Utilities stocks and sector-related exchange have underperformed despite the ongoing coronavirus-induced uncertainty, but this market segment could be a good way for more pessimistic investors to hedge against ongoing risks to this nascent bull run.
Year-to-date, the Utilities Select Sector SPDR (NYSEArca: XLU) dropped 3.1%, Fidelity MSCI Utilities Index ETF (NYSEARCA: FUTY) fell 4.7% and Vanguard Utilities ETF (NYSEARCA: VPU) decreased 4.3%. Meanwhile, the S&P 500 Index is up 5.0% so far this year.
Utilities stocks typically do well during an economic downturn as they meet essential services like electricity, gas, and water no matter what the environment looks like, and the sector churns out steady yields, which are especially attractive after the Federal Reserve cuts interest rates to help lift the economy out of a rut.
However, the current disparity between the utilities performance and the broader market seems to reflect the view that the economy has already rebounded. In comparison, over the last financial downturn, utilities outperformed the S&P 500 through the March 2009 lows and mostly maintained the lead for over a year.
“Back in 2007-2009, the business cycle took about 15 months. This time, it’s been condensed to a four-to-five-month period,” Jay Rhame, chief executive officer of Reaves Asset Management, told the Wall Street Journal.

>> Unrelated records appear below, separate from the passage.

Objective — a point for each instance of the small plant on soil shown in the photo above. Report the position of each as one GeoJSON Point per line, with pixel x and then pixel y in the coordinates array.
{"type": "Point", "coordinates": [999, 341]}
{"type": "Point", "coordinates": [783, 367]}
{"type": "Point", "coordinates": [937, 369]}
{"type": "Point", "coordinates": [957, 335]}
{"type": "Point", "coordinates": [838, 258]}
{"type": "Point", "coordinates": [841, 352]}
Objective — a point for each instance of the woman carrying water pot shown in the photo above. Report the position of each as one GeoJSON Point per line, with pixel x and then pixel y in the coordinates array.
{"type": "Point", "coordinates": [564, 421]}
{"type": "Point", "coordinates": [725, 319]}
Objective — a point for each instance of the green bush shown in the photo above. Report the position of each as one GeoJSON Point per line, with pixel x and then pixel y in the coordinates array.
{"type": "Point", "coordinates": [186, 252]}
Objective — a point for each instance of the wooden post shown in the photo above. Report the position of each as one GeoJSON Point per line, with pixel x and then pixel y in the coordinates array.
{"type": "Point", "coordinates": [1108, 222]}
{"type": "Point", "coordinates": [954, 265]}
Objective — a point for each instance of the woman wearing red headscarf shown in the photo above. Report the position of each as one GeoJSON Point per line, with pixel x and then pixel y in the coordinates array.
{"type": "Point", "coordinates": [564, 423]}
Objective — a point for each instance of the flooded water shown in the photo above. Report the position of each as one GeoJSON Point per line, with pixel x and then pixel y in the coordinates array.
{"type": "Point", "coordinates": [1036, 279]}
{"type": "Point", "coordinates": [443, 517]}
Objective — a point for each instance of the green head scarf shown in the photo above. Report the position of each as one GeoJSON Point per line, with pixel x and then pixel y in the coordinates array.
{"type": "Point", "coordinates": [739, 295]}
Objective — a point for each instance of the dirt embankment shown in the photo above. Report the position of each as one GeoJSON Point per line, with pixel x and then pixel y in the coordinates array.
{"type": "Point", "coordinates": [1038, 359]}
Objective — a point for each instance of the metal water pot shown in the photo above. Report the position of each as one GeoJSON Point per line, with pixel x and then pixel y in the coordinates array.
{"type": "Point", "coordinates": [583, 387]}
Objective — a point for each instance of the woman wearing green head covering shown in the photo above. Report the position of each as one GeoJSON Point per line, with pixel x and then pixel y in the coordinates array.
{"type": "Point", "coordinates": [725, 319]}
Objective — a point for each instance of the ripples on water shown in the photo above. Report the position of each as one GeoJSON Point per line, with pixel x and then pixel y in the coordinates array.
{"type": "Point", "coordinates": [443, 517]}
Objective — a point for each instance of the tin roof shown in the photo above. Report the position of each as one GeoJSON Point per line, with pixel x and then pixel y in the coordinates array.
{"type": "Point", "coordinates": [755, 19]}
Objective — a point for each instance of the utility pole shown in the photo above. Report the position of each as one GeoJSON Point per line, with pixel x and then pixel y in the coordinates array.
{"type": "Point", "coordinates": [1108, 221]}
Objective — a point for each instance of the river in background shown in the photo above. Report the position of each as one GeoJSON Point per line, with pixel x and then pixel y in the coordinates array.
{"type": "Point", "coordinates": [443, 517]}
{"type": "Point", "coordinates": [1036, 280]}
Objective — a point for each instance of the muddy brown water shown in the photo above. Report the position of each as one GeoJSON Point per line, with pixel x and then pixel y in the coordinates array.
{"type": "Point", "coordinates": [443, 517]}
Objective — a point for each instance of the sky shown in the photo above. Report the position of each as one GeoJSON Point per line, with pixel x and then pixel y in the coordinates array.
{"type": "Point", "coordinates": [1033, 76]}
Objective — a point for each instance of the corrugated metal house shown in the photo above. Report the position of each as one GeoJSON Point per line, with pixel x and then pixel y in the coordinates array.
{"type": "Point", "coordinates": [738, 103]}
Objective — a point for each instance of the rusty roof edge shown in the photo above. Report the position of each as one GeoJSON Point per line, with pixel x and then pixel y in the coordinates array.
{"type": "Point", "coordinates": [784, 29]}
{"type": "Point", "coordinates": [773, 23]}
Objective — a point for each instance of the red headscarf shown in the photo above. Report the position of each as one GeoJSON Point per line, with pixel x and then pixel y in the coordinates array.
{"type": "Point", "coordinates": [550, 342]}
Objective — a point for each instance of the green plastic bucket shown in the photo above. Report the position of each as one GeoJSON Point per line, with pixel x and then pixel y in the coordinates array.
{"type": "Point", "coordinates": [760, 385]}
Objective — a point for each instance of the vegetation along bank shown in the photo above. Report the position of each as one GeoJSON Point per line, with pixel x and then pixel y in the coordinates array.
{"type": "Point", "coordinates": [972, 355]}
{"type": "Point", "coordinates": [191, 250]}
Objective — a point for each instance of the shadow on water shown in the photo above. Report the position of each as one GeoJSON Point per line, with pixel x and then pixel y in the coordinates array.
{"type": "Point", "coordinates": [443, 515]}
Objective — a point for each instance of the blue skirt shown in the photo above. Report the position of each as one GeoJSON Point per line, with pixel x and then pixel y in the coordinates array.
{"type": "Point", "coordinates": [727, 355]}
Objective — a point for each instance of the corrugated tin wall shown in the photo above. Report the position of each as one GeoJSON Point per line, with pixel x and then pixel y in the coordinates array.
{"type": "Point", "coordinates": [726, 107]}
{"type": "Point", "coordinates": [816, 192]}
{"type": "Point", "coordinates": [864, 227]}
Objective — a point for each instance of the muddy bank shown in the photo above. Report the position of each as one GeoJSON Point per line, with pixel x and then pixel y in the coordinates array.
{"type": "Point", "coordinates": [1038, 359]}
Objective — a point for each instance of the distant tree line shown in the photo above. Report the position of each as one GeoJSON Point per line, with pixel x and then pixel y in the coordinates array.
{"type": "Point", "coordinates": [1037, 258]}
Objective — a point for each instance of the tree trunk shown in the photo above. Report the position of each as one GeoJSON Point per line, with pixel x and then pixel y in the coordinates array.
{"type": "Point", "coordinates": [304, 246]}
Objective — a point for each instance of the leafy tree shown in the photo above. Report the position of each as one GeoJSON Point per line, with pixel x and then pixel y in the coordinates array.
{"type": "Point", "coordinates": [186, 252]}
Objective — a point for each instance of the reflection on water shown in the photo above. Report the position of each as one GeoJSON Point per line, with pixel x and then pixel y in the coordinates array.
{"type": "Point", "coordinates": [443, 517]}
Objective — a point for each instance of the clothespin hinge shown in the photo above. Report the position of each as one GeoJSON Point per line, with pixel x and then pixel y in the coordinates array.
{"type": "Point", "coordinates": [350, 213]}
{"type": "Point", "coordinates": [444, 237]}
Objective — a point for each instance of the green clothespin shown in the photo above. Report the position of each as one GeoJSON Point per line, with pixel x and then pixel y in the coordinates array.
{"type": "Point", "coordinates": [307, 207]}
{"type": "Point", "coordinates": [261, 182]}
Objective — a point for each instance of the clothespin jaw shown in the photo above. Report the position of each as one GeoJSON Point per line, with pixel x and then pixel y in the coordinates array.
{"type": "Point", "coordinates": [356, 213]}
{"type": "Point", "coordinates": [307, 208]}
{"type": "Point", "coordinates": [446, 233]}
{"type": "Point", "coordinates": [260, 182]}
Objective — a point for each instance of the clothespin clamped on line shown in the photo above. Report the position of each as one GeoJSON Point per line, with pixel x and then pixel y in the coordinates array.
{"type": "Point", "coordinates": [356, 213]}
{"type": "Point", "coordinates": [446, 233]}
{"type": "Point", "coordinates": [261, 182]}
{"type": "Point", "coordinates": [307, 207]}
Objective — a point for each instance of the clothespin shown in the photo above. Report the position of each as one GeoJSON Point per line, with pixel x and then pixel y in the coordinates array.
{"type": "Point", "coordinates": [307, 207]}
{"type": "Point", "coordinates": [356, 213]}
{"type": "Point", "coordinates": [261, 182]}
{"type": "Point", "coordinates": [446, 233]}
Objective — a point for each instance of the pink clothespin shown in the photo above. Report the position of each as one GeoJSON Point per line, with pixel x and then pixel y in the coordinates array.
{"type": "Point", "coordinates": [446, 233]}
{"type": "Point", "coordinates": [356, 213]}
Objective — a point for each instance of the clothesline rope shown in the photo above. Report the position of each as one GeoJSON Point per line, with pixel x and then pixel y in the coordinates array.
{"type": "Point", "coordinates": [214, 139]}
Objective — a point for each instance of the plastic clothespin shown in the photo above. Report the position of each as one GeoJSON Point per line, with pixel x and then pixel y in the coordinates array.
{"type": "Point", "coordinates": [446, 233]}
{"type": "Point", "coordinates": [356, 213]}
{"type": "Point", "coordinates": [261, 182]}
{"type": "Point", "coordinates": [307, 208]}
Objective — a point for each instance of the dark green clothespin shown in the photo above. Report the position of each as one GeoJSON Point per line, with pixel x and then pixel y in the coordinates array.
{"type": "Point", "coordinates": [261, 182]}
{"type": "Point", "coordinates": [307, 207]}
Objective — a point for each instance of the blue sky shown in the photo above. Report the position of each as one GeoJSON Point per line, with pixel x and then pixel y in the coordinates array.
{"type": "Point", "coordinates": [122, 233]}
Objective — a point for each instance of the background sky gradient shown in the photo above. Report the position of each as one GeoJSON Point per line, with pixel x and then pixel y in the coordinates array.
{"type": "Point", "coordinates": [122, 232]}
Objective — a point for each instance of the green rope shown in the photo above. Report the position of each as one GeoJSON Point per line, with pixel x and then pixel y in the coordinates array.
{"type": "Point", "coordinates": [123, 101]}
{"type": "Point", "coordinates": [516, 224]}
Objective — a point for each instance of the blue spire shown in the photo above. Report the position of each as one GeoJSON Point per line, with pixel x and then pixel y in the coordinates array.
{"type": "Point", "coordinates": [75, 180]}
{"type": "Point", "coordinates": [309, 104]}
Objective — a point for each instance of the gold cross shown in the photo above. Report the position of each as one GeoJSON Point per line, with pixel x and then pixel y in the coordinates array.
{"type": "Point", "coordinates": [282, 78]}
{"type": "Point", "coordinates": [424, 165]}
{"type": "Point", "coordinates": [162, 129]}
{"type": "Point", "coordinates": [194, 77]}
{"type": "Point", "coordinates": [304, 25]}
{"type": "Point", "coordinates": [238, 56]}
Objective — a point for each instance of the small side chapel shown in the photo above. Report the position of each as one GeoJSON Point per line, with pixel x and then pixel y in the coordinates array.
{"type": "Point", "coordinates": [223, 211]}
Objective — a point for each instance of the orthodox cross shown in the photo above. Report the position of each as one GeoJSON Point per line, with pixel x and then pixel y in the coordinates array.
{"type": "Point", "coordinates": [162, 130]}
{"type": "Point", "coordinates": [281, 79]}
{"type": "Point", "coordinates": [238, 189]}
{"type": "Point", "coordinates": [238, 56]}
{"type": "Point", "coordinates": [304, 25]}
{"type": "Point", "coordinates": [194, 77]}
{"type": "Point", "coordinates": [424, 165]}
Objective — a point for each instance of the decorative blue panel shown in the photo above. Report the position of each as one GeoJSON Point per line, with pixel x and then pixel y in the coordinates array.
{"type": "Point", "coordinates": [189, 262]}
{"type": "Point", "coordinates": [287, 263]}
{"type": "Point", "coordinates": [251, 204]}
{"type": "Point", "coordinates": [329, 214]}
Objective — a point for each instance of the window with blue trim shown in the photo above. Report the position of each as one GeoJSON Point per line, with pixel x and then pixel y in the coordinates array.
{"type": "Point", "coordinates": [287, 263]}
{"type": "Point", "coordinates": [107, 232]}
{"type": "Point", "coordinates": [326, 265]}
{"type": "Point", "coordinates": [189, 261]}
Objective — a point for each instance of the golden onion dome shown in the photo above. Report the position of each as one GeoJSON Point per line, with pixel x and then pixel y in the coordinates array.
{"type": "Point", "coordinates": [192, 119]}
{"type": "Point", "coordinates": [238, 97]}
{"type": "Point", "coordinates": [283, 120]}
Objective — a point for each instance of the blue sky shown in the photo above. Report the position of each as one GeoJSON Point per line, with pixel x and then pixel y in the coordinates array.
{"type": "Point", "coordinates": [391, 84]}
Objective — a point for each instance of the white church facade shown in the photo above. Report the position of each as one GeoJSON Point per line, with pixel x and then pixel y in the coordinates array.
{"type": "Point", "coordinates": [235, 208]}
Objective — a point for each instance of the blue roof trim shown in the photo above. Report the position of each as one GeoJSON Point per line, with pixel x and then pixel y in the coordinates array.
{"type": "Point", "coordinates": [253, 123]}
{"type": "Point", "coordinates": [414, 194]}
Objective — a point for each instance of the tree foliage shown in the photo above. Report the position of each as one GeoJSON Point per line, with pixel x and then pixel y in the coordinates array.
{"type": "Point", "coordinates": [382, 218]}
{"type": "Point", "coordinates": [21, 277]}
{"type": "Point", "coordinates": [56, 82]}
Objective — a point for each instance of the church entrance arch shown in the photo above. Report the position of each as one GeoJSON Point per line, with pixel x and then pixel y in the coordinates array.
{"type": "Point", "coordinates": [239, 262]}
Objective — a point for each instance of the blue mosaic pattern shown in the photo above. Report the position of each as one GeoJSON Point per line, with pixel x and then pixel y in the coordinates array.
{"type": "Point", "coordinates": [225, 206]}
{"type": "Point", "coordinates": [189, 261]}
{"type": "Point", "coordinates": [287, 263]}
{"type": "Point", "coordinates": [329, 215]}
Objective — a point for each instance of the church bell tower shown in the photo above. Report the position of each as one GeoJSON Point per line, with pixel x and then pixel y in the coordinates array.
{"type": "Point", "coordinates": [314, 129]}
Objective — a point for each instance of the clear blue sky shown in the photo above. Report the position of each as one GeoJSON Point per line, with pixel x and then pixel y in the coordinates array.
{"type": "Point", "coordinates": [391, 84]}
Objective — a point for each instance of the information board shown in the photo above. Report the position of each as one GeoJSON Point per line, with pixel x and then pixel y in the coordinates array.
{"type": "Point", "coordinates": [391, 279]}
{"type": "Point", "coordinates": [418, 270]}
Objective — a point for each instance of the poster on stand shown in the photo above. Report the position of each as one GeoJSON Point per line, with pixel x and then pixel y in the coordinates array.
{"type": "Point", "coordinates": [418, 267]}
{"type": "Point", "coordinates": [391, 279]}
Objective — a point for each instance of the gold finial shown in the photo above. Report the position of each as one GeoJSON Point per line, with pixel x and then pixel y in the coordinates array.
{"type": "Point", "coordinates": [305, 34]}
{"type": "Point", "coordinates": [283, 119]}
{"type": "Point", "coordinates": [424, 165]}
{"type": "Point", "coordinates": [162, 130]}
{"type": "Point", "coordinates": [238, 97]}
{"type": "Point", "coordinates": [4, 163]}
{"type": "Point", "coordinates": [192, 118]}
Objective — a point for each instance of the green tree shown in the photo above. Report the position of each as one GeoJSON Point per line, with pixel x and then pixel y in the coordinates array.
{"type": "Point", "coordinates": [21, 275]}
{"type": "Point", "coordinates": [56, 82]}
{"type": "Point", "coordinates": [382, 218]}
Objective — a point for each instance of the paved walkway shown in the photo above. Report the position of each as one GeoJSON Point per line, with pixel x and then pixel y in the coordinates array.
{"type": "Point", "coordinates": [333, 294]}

The Reaves Utilities ETF (NYSEArca: UTES) is also 3.2% lower year-to-date.
Rhame also argued that there is increased concern over inflation this time, which makes utilities a poorer hedge, after the Federal Reserve and the U.S. government pumped out trillions of dollars into the economy.
On the other hand, recent equity and fixed-income moves may leave an opportunity for the utilities segment. Specifically, some market observers argue that the stock market rally appears speculative since the coronavirus and the economic damage has not completely gone away, warning that the current reversal between utilities and the S&P 500 may be premature, especially with banks signaling the worst may yet to come.
Sean Heymann, utilities analyst at RNC Genter Capital Management, also argued that utility dividends offer an attractive alternative for income-seeking investors while bond yields are still hovering around record lows, which has widened the gap between the yield of 10-year U.S. Treasury notes and the dividend yield for the S&P 500 Utilities Index.